Previous PCMH research has largely looked at whether doctors and other clinicians have followed PCMH process, such as whether they are checking sugar levels, Rosland added.
“All VHA primary care patients were provided with PACT’s team-based care, and we were able to identify that this model of care, when well-implemented, translated into better outcomes for patients with chronic conditions,” Rosland stated, noting that this current study looks at whether those processes have an impact on chronic care.

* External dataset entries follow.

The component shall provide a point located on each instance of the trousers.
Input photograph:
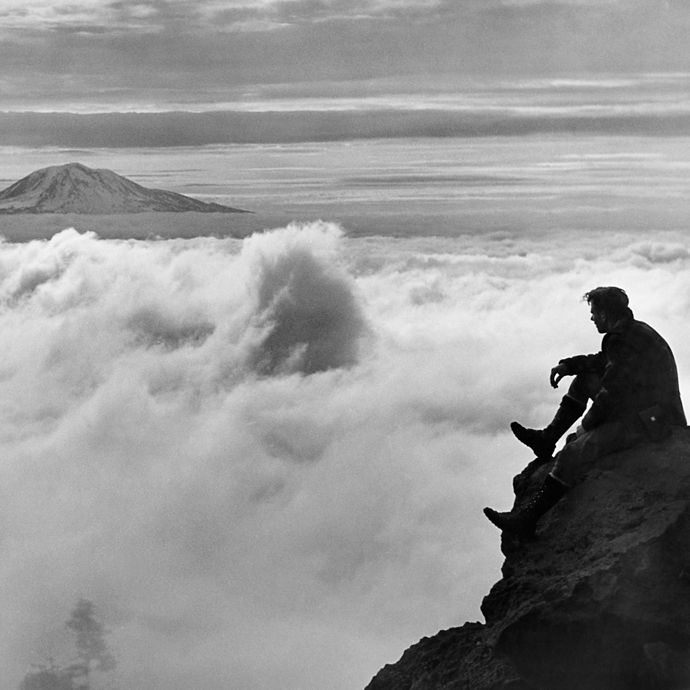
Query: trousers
(577, 454)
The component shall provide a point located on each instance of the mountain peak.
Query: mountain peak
(76, 188)
(598, 600)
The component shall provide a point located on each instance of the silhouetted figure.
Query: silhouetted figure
(633, 386)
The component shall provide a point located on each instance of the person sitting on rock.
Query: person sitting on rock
(633, 385)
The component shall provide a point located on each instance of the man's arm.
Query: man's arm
(615, 383)
(571, 366)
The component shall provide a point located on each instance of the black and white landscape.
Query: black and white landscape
(258, 444)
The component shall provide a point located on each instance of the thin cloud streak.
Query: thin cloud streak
(100, 50)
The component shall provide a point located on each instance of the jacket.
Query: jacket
(637, 371)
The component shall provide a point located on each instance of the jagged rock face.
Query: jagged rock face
(601, 598)
(75, 188)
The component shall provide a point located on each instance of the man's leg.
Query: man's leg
(543, 441)
(523, 522)
(567, 471)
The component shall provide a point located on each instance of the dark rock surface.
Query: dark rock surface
(599, 600)
(76, 188)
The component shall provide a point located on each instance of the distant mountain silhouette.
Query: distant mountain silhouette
(76, 188)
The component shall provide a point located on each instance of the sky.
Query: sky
(160, 54)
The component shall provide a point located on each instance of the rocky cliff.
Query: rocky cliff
(76, 188)
(599, 600)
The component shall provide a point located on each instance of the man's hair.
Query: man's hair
(611, 300)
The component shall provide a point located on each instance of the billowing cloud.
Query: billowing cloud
(290, 525)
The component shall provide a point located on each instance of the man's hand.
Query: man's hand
(557, 373)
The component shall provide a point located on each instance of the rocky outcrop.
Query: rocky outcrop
(600, 599)
(76, 188)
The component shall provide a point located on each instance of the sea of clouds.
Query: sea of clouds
(264, 461)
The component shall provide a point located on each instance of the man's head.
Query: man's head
(608, 305)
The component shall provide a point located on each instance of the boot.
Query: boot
(543, 441)
(523, 522)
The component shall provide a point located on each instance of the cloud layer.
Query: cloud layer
(265, 461)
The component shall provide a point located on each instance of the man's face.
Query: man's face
(599, 319)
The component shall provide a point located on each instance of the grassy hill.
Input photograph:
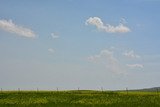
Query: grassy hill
(85, 98)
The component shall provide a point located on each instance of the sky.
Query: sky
(85, 44)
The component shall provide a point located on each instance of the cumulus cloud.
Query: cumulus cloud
(107, 58)
(96, 21)
(51, 50)
(54, 35)
(131, 54)
(9, 26)
(135, 65)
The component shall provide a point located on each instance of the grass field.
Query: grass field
(78, 99)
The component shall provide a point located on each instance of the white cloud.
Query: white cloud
(54, 35)
(131, 54)
(96, 21)
(9, 26)
(51, 50)
(107, 58)
(135, 65)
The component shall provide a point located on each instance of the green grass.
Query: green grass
(78, 99)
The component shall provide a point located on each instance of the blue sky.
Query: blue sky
(89, 44)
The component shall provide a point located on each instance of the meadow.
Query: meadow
(79, 98)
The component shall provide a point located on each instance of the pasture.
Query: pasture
(79, 98)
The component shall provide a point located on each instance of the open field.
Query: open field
(81, 98)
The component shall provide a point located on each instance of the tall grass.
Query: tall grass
(78, 99)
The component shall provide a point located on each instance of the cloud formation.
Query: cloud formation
(96, 21)
(135, 65)
(51, 50)
(107, 58)
(131, 54)
(54, 35)
(9, 26)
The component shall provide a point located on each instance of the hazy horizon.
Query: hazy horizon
(88, 44)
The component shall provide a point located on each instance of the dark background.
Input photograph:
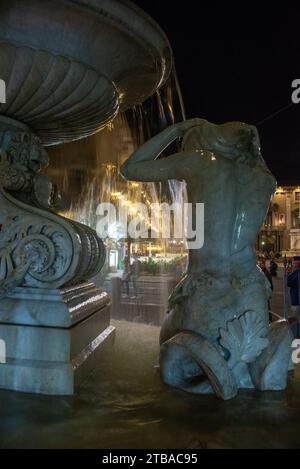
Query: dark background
(238, 63)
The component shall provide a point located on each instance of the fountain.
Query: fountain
(216, 337)
(69, 67)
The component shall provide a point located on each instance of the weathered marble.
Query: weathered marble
(69, 67)
(216, 334)
(54, 342)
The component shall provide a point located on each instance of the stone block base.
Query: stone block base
(53, 338)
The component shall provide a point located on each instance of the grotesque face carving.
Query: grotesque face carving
(24, 149)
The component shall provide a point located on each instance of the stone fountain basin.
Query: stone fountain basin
(71, 65)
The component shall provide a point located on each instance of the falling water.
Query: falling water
(87, 172)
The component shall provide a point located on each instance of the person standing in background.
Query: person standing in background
(293, 280)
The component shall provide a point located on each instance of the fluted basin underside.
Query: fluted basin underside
(70, 66)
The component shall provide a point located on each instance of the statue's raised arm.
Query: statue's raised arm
(216, 336)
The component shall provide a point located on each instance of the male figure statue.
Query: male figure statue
(216, 336)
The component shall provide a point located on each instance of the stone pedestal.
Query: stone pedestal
(53, 338)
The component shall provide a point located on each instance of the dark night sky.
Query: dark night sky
(238, 64)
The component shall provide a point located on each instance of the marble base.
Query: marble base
(54, 338)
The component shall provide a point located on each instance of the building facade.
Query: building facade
(280, 232)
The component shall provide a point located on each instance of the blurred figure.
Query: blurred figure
(263, 267)
(126, 275)
(273, 268)
(135, 272)
(293, 280)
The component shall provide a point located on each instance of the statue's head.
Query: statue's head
(233, 140)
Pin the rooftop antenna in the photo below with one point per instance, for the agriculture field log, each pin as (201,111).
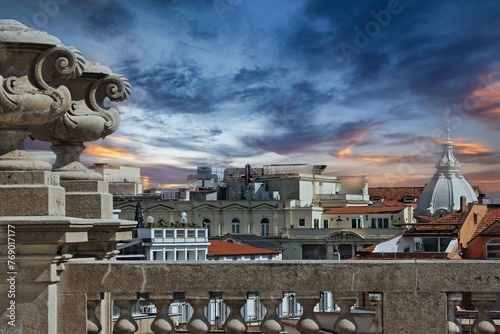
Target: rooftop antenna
(448,130)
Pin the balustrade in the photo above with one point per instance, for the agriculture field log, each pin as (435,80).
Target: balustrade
(418,296)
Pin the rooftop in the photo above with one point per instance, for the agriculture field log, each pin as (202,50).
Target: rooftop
(218,247)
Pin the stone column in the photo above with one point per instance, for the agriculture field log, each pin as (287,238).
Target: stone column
(87,120)
(345,323)
(454,326)
(198,324)
(375,300)
(308,323)
(235,324)
(271,324)
(329,251)
(125,324)
(162,324)
(40,84)
(484,323)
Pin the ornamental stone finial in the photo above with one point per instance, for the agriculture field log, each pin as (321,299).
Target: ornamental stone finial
(87,119)
(30,63)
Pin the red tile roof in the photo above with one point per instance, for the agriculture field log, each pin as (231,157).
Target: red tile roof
(221,248)
(364,209)
(395,194)
(492,215)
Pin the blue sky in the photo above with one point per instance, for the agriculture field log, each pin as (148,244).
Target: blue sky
(364,87)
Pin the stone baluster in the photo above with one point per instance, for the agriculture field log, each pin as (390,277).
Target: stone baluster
(162,324)
(271,324)
(454,326)
(235,324)
(375,300)
(93,324)
(125,324)
(308,323)
(345,323)
(198,324)
(484,323)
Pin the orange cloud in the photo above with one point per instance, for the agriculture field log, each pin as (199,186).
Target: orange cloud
(487,101)
(347,150)
(106,153)
(465,147)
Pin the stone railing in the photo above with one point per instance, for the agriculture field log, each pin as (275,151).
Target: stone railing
(408,296)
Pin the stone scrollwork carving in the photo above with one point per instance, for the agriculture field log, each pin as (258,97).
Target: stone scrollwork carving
(58,63)
(87,119)
(22,104)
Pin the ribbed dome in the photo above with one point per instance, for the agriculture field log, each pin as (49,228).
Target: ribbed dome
(443,192)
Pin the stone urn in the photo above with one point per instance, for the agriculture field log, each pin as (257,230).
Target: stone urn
(88,119)
(32,66)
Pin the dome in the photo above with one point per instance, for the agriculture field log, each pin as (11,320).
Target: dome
(442,194)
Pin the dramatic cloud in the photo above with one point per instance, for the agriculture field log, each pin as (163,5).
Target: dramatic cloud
(366,87)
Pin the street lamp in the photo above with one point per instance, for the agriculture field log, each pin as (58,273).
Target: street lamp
(150,221)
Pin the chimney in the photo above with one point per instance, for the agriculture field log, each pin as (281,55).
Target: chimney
(463,203)
(483,199)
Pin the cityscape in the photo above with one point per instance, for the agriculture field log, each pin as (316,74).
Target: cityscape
(249,167)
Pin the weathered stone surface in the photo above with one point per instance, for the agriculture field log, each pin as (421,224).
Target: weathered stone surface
(408,313)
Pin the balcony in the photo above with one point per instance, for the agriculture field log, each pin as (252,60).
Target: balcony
(407,296)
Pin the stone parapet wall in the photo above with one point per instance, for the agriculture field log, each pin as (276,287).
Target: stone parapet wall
(414,294)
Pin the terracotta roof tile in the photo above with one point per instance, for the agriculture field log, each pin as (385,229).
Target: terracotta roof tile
(218,248)
(395,194)
(492,215)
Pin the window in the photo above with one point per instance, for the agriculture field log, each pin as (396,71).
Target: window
(235,226)
(380,223)
(493,249)
(432,245)
(356,223)
(206,225)
(264,227)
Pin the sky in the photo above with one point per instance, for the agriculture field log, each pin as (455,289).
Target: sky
(365,87)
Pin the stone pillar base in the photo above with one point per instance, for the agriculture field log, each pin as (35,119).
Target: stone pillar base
(88,199)
(31,193)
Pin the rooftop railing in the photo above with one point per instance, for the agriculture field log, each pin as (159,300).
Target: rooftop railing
(407,296)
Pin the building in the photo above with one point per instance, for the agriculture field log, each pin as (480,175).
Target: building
(442,194)
(284,203)
(61,275)
(166,244)
(229,251)
(123,180)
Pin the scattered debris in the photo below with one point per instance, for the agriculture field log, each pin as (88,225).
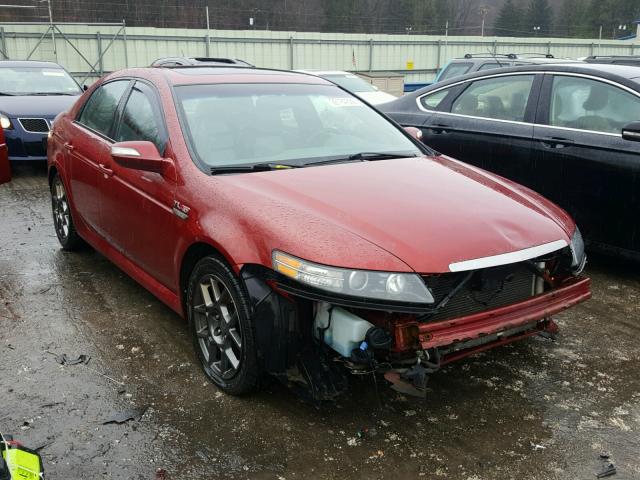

Not all clinical measures saw improvements following PACT model implementation, Rosland and team conceded. Top performing clinics only saw improvements in two of the eight tested process measures, for example. The study results nonetheless suggest the PACT model, which leverages strong PCMH principles, is promising.
“While not every clinical measure improved as significantly as others with increased implementation of the PACT model, this study demonstrates that health systems that invest in changes in care delivery through a medical home model for all primary care patients could see downstream improvements in the management of those patients with chronic diseases,” Rosland explained.
Other studies have looked at how funding affects PCMH efficacy. A 2017 report from the RAND Corporation found that federally-qualified health centers receiving financial support from CMS were more likely to achieve higher PCMH distinction than clinics that did not receive funding.
Seventy percent of FQHCs receiving PCMH funding were able to achieve full PCMH distinction, while only 11 percent of FQHCs not receiving funding achieved the same.
As a result, clinics receiving financial support were able to expand patient care access, deliver more coordinated care, and practice more patient-centered care strategies.
These improvements may result in overall better care quality for traditionally underserved patient populations, RAND researcher Justin Timbie said in a public statement.
“Primary care medical practices are rapidly adopting the patient-centered medical home model of care and one result may be that under-served patients use more services once it becomes easier to access care,” Timbie concluded. “There also is evidence that improvements in primary care may lead to reductions in specialty care and cost over a longer period than we examined in this study.”